- Born: December 14, 1943 (age 82) United States
- Occupations: Film director; screenwriter; actor; make-up artist;
- Spouse: Hilary Thompson ​(m. 1988)​
- Children: 1

= Alan Ormsby =

American film director

Alan Ormsby (born December 14, 1943) is an American director, screenwriter, make up artist, actor and author.

==Career==
Ormsby began work in feature films with the Bob Clark-directed Children Shouldn't Play with Dead Things (1972), co-writing the script with Clark, providing the make-up effects and starring as the lead, Alan, alongside his then-wife Anya Ormsby. Two years later, Ormsby and Clark re-teamed on Deathdream, directed by Clark and penned by Ormsby. Deranged (1974), a horror film inspired by serial killer Ed Gein, saw Clark producing with Ormsby writing and co-directing the feature (with Jeff Gillen).

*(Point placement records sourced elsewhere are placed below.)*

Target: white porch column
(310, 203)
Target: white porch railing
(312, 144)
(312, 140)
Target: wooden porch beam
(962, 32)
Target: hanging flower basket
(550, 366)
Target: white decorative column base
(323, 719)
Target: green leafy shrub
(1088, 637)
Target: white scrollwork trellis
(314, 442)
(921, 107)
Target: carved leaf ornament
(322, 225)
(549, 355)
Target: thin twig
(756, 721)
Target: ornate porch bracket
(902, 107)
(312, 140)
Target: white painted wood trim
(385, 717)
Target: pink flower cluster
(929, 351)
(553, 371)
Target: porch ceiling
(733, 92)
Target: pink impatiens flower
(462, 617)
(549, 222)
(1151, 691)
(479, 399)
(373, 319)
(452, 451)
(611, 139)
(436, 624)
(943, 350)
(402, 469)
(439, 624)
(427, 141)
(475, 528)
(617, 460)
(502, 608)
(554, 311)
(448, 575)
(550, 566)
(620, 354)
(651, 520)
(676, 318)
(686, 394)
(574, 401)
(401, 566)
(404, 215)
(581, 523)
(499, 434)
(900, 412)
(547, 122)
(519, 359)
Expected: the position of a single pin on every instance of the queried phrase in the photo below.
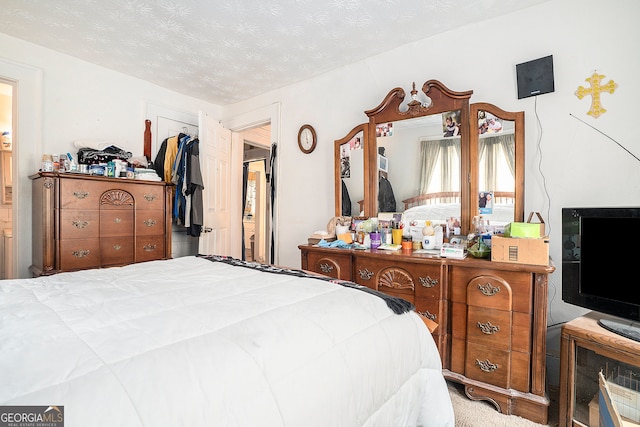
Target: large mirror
(426, 156)
(497, 169)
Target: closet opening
(7, 108)
(256, 213)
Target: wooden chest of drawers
(491, 317)
(82, 221)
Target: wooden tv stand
(587, 348)
(492, 317)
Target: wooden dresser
(86, 221)
(491, 317)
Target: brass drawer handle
(488, 289)
(150, 247)
(326, 268)
(81, 253)
(365, 274)
(80, 194)
(428, 282)
(488, 328)
(486, 365)
(427, 314)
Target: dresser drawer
(117, 250)
(80, 194)
(79, 224)
(149, 223)
(116, 222)
(78, 254)
(488, 364)
(149, 248)
(510, 290)
(428, 281)
(491, 328)
(431, 308)
(148, 197)
(333, 265)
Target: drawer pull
(488, 328)
(365, 274)
(486, 365)
(428, 282)
(81, 253)
(427, 314)
(150, 247)
(326, 268)
(80, 194)
(488, 289)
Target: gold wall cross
(594, 91)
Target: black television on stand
(601, 264)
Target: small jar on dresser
(85, 221)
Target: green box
(523, 229)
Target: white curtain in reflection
(440, 155)
(491, 152)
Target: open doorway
(256, 216)
(6, 179)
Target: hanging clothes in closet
(178, 162)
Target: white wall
(567, 162)
(72, 100)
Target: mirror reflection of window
(496, 166)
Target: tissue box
(523, 229)
(520, 250)
(526, 229)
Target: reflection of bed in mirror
(437, 207)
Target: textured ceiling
(224, 51)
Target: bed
(438, 207)
(214, 341)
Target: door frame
(269, 114)
(26, 151)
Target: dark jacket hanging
(386, 199)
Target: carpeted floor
(470, 413)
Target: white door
(215, 162)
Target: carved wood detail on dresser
(491, 317)
(84, 221)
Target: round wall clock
(307, 139)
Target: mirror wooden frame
(441, 100)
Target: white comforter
(190, 342)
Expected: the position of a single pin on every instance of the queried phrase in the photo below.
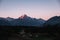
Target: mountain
(9, 18)
(28, 21)
(22, 21)
(54, 21)
(4, 22)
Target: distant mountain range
(28, 21)
(21, 21)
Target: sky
(34, 8)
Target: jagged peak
(23, 16)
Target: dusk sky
(33, 8)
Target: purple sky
(33, 8)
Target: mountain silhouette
(23, 21)
(28, 21)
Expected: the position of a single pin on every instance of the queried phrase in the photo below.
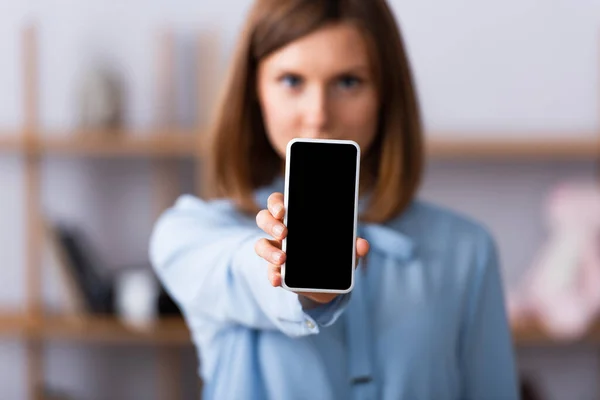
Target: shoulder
(441, 230)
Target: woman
(426, 317)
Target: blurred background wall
(513, 69)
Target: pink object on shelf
(562, 289)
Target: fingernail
(277, 256)
(278, 230)
(277, 208)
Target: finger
(269, 250)
(275, 205)
(362, 247)
(271, 225)
(275, 275)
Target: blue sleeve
(203, 254)
(487, 353)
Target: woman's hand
(271, 221)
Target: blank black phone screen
(320, 215)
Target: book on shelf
(83, 283)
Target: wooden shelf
(11, 143)
(169, 331)
(14, 324)
(168, 143)
(186, 143)
(580, 147)
(173, 331)
(120, 144)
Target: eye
(291, 80)
(349, 81)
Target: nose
(316, 116)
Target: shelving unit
(163, 146)
(185, 144)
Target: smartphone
(321, 207)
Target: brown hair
(240, 157)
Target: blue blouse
(425, 320)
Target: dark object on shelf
(166, 305)
(529, 390)
(90, 273)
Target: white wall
(511, 66)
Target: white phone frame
(286, 192)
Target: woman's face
(320, 86)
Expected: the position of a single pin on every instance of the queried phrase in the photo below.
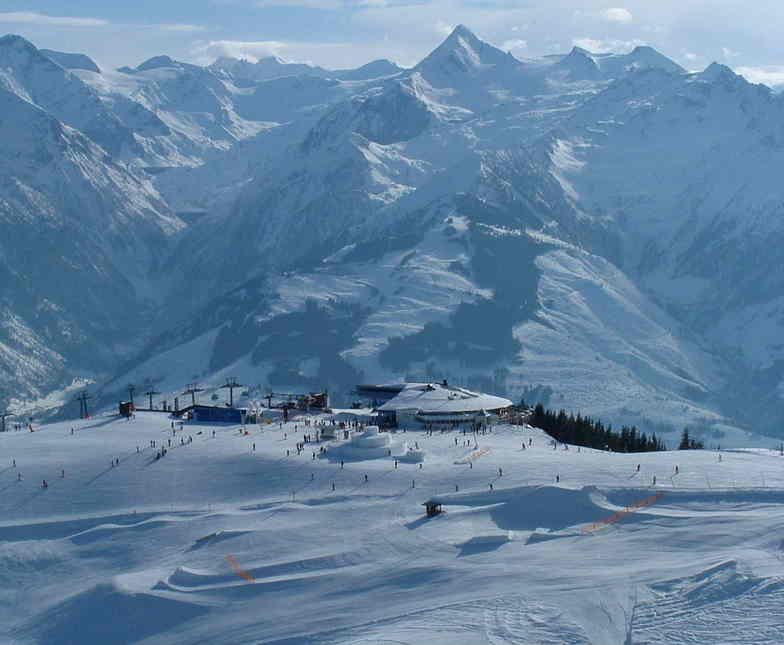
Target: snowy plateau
(238, 539)
(596, 232)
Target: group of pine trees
(584, 431)
(688, 443)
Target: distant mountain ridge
(593, 228)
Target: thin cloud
(33, 18)
(618, 14)
(514, 44)
(605, 46)
(181, 28)
(248, 50)
(772, 76)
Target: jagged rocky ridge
(596, 230)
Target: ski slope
(229, 540)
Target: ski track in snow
(137, 552)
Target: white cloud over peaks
(33, 18)
(206, 52)
(514, 44)
(772, 76)
(729, 53)
(605, 46)
(617, 14)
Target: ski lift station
(432, 403)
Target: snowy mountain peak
(646, 56)
(460, 54)
(14, 40)
(715, 70)
(156, 62)
(72, 61)
(580, 64)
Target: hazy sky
(346, 33)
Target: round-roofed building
(432, 403)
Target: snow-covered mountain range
(600, 231)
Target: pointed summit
(579, 64)
(462, 53)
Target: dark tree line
(687, 443)
(584, 431)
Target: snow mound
(371, 444)
(88, 616)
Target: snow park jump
(631, 508)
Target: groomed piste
(229, 539)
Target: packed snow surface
(237, 538)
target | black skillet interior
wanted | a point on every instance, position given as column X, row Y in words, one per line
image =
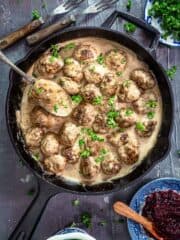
column 15, row 94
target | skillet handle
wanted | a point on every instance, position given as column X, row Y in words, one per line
column 140, row 23
column 26, row 226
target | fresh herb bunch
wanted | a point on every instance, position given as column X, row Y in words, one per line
column 169, row 12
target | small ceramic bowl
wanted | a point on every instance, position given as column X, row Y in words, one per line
column 71, row 234
column 155, row 22
column 137, row 203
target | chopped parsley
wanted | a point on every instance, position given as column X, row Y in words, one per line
column 76, row 202
column 56, row 107
column 86, row 219
column 129, row 112
column 77, row 98
column 119, row 74
column 111, row 118
column 111, row 101
column 128, row 5
column 140, row 126
column 100, row 59
column 69, row 46
column 101, row 156
column 54, row 51
column 85, row 153
column 171, row 72
column 97, row 100
column 151, row 104
column 150, row 115
column 35, row 14
column 129, row 27
column 81, row 142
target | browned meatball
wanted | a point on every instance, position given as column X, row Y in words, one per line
column 128, row 92
column 72, row 154
column 89, row 168
column 85, row 52
column 129, row 152
column 33, row 137
column 127, row 117
column 94, row 73
column 69, row 85
column 50, row 144
column 48, row 66
column 145, row 128
column 73, row 69
column 144, row 79
column 42, row 118
column 116, row 59
column 55, row 163
column 146, row 103
column 85, row 114
column 109, row 84
column 90, row 93
column 69, row 133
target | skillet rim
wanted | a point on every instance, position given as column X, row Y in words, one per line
column 116, row 187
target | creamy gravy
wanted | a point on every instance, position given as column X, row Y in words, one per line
column 71, row 171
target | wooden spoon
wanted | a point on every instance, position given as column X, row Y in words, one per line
column 124, row 210
column 46, row 93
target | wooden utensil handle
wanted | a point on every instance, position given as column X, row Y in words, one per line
column 126, row 211
column 42, row 34
column 20, row 33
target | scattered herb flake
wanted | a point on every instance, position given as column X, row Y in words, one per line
column 35, row 14
column 171, row 72
column 129, row 27
column 86, row 219
column 100, row 59
column 76, row 202
column 77, row 98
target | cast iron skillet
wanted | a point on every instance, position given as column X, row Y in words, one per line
column 49, row 186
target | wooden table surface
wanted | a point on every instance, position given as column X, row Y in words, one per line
column 16, row 182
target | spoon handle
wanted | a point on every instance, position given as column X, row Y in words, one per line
column 126, row 211
column 6, row 60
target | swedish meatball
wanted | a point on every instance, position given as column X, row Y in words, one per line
column 127, row 117
column 69, row 85
column 69, row 133
column 73, row 69
column 48, row 66
column 90, row 92
column 94, row 73
column 33, row 137
column 109, row 84
column 128, row 91
column 116, row 59
column 144, row 79
column 40, row 117
column 85, row 114
column 55, row 163
column 129, row 152
column 85, row 52
column 72, row 154
column 50, row 144
column 146, row 103
column 89, row 168
column 145, row 128
column 119, row 138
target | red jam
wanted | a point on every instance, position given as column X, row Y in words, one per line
column 163, row 209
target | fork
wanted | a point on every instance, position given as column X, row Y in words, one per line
column 97, row 7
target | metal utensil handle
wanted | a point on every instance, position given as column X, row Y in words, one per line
column 26, row 226
column 20, row 33
column 46, row 32
column 137, row 21
column 6, row 60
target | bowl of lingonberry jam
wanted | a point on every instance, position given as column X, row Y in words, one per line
column 159, row 201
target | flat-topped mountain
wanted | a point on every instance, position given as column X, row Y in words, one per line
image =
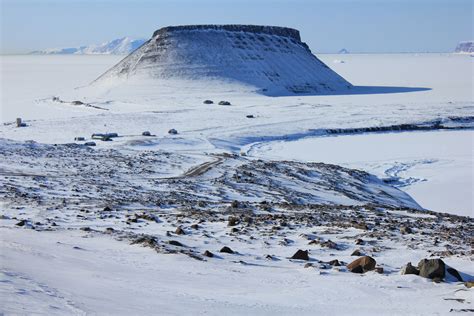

In the 1980s, Ormsby continued working as a screenwriter, penning the screenplays for The Little Dragons (1980), My Bodyguard (1980), Paul Schrader's Cat People (1982) and Clark's Porky's II: The Next Day (1983). Ormsby returned to directing with Popcorn (1991), which he'd also written, but left the production early on and was replaced by Porky's actor Mark Herrier. Ormsby's work includes the three "films-within-a-film" in the finished movie. In the early 1990s, he was initially recruited to write the screenplay for a remake of The Mummy for Joe Dante, although it was later re-written by John Sayles. In 1996, he co-wrote The Substitute.

==Other works==
In addition to his work in film, Ormsby is known for having authored the 1970s special make-up effects book Movie Monsters, as well as creating the doll Hugo: Man of a Thousand Faces, the latter of which was featured in The Pee-wee Herman Show and on Uncle Floyd's variety show.